Prutow, who has consulted with DTC genomics firms, added that the research culture prevalent at most DTC firms suggests that they will need time to get used to operating by FDA's guidebook. "It's difficult when you have a research culture that is prevalent in these DTC companies," Prutow said. "Moving into an FDA-regulated market, you're going to have to follow a rulebook and it can be difficult to change that culture."
23andMe declined to comment for this article, but the company has certainly recognized that the nascent DTC genomics industry is inexperienced when it comes to navigating regulatory waters and has requested help from those in the know.
In a June 24 letter to FDA Commissioner Margaret Hamburg and NIH Director Francis Collins — two leaders who have promised to join their agencies in advancing personalized medicine — 23andMe asked for guidance on aligning industry standards in order to reduce divergence in reporting genetic risk scores.

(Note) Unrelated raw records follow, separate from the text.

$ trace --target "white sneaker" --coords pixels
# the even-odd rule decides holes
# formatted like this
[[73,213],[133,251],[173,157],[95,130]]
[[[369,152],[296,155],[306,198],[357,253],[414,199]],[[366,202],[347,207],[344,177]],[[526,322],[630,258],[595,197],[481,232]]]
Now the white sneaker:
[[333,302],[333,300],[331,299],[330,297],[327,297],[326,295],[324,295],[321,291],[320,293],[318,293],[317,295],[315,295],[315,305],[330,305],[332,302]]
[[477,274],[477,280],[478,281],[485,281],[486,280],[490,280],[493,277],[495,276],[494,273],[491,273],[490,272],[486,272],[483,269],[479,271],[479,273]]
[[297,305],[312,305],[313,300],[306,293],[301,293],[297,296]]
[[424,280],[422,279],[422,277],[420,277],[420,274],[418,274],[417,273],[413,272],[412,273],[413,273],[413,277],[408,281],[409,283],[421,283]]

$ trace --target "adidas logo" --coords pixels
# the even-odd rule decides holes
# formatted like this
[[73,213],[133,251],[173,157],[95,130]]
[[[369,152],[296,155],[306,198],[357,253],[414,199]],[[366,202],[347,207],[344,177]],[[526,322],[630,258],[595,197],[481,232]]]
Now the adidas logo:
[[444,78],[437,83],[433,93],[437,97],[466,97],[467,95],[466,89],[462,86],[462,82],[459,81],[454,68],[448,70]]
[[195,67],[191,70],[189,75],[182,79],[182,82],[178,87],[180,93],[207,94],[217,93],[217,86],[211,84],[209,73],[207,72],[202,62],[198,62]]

Specifically, 23andMe asked NIH and FDA to establish an expert group to issue acceptable analytical validity of tests; standards for positive and negative predictive values of tests; and best practices for transparency in reporting predictive values so they can be compared across companies.
In 2009, 23andMe, Decode, and Navigenics, voluntarily published a consensus document outlining technical standards that they planned to uphold in their tests, such as the accuracy of the DNA chips they use, their methodology for characterizing individual risk, and criteria for determining which SNPs to include in their analysis. However, at the time, experts held that more work needed to be done in this regard, particularly with regard to clinical validation.